Whole body magnetic resonance imaging (MRI) is now recommended for all patients suspected of having asymptomatic myeloma or solitary plasmacytoma, for the detection of disease defining lesions.1, 2 Whole body imaging has the potential to easily and painlessly assess the burden of disease throughout the whole marrow at different disease timepoints and may be predictive of disease outcome from diagnosis.3, 4 Conventional MRI has previously been shown to be more sensitive and specific than 18F-fluorodeoxyglucose positron emission tomography–computed tomography (FDG PET–CT) for the detection of small focal lesions and diffuse marrow infiltration.5, 6 Until recently, however, only FDG PET–CT offered a quantitative measurement in the form of standard uptake value. With the recent development of whole-body diffusion-weighted MRI (WB-DWI) for myeloma, a non-ionising radiation imaging modality for quantitative assessment of disease burden and therapy response has become available. WB-DWI uses the apparent diffusion coefficient (ADC) measurement to quantify disease.7 ADC is influenced by tissue microarchitecture but specifically relates to marrow cellularity.8 The speed, quantitative capabilities and superior sensitivity of WB-DWI compared with conventional MRI sequences9 have led to its adoption at several leading myeloma centres worldwide. Additional benefits include the assessment of skeletal complications and no intravenous contrast. Despite these advances there has been a lack of data directly comparing WB-DWI and FDG PET–CT to evaluate their relative merits.

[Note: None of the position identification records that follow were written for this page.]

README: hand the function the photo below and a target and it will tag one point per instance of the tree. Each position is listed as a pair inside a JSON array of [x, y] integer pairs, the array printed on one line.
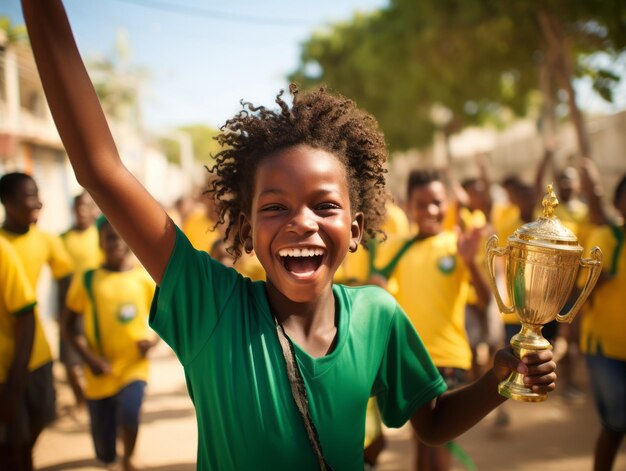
[[118, 84], [481, 60]]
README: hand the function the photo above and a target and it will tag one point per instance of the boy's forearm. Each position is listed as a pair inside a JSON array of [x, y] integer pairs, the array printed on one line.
[[480, 283], [457, 411], [70, 94]]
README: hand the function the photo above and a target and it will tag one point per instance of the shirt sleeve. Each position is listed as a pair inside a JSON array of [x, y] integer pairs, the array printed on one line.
[[189, 302], [76, 298], [17, 294], [407, 377], [60, 261], [604, 238]]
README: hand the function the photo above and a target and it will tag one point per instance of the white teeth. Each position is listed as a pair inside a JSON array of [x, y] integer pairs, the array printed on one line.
[[301, 252]]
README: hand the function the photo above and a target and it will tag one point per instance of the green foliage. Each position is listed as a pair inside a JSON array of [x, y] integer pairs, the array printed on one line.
[[14, 34], [203, 142], [480, 59]]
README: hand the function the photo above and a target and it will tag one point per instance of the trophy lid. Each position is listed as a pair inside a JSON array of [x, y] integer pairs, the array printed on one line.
[[547, 231]]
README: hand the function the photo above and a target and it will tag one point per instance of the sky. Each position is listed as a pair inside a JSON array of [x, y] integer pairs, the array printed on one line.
[[203, 57]]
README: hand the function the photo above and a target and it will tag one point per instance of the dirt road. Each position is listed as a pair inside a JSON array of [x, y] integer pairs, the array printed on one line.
[[552, 436]]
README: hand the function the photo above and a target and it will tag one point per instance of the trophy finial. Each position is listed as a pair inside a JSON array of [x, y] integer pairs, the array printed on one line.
[[549, 202]]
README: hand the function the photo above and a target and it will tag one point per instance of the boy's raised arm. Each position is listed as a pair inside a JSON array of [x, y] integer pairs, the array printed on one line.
[[77, 113]]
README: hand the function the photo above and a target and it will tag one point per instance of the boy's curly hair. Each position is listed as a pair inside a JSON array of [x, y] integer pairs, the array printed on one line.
[[317, 119]]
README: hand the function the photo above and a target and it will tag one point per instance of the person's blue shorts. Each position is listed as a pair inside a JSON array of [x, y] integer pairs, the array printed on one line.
[[35, 409], [608, 384], [112, 412]]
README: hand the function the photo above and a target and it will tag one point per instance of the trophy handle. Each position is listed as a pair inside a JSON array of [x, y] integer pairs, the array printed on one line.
[[494, 251], [594, 264]]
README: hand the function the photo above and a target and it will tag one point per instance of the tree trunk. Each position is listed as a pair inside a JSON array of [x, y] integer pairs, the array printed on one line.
[[559, 61]]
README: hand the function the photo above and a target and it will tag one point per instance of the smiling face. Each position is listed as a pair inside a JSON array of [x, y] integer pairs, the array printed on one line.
[[428, 205], [300, 221], [23, 206]]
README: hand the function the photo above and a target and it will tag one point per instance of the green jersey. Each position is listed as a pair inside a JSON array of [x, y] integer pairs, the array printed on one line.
[[222, 330]]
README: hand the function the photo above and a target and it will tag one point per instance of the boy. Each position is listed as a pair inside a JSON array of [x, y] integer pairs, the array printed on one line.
[[113, 301], [21, 411]]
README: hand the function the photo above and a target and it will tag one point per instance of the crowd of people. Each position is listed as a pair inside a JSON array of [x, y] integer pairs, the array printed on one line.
[[304, 305]]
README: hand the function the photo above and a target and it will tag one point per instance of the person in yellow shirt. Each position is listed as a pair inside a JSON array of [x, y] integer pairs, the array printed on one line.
[[81, 243], [114, 302], [603, 335], [21, 414], [20, 197], [439, 264], [200, 225]]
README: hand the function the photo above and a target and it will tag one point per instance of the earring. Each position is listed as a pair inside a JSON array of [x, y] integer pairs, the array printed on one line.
[[247, 245]]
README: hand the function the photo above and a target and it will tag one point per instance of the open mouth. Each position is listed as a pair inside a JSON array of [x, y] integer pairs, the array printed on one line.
[[301, 262]]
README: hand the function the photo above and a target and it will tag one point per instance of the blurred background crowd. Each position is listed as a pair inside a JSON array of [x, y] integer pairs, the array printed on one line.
[[499, 98]]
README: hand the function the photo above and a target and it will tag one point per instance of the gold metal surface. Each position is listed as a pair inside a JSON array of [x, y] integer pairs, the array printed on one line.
[[542, 261]]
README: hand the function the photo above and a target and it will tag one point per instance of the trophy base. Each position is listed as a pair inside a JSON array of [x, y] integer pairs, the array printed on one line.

Although quantifying tumour metabolism with FDG PET–CT is highly attractive, in reality standard uptake value measurements are profoundly influenced by numerous factors including serum glucose, uptake time, scanner calibration and reconstruction techniques. ADC measurements from diffusion-weighted MRI at different time points are not without its challenges and can be influenced by scanner manufacturer and field strength. However, ADC is felt to be less prone to equipment and physiological influences. Bone marrow ADC measurements have been achieved with a coefficient of variation of 2.8% in myeloma patients, suggesting excellent reproducibility7 and good inter-observer agreement (K 0.69) has also been reported.10

We have compared matched simultaneous assessments of myeloma using FDG PET–CT and WB-DWI and determined the relationship to bone marrow biopsy assessments of disease burden. This retrospective, single institution study was undertaken with approval of the institute review board. Patients who had undergone paired WB-DWI and FDG PET–CT scans for myeloma at any stage of disease were included. WB-DWI scans were obtained using an Avanto 1.5 T system (Siemens, Erlangen, Germany) and serial acquisition of contiguous body regions from skull vertex to knees using b values of 50 and 900/mm2s. FDG PET–CT studies were acquired using either a Gemini PET/CT (Philips, Best, The Netherlands) or a Biograph mCT S128 (Siemens). Patients are asked to fast for at least 4 h before the study. 18F-FDG (400 MBq) was injected i.v. and blood sugar levels were confirmed to be <10 mmol/l. Patients rested for 60 min prior to FDG PET–CT acquisition. Emission data and unenhanced CT were acquired from the skull vertex to the knees.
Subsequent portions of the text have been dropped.